Quantitatively, for the 100-nm/256-pixel topography, each pixel spans 0.4 nm, which is larger than the size of a graphene atom. Therefore, it is not surprising that the outer hexagon disappears in the FFT.

For the (30 nm × 30 nm) topography, it spans about 3 superlattices from side to side.

Surprisingly, even at (256 × 256) pixels, both the inner and outer hexagons can already be resolved. However, the Bragg spots of the inner hexagon are much larger than those in the FFT of the (100 nm × 100 nm) topography. On the other hand, the outer hexagon is much clearer due to higher resolution.

From the simulation, we know that Bragg spots of Moiré superlattices can be resolved in FFTs even without real-space atomic resolution. Therefore, properly calibrated STM topography can provide the size of Moiré superlattices either in topography or in FFT space, thereby giving us a good estimate of the twist angle. Additionally, simulations can provide a good idea about what the shape of the Moiré pattern should look like, thereby helping us identify from STM measurements the real Moiré patterns associated with the sample and excluding the substrate features.

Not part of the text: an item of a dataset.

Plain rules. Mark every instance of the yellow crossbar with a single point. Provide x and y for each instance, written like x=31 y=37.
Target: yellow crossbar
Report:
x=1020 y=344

Since the STM calibration conditions can vary easily with the environment, temperature, time, and various other factors, the topography of Moiré patterns with atomic resolutions can provide self-calibration and help us estimate the twist angle more accurately. From our simulations, we have found that topography with a size of 4 superlattice constants and with atomic resolution will be sufficient to reveal a complete outer hexagon and an inner hexagon in the FFT. Therefore, simulations help set a lower limit on the spatial size and the number of pixels, thereby enabling more efficient STM data acquisition.

Figure 5.27: Simulation of the Moiré pattern and its FFT near the magic-angle 𝜃𝜃 = 1.1° for different sizes of areas and resolutions. For topography, the top image has (2048 × 2048) pixels, while the bottom image has (256 × 256) pixels. For FFT, the top image is around the first Brillouin zone, and the bottom image is a zoom-in of the top image.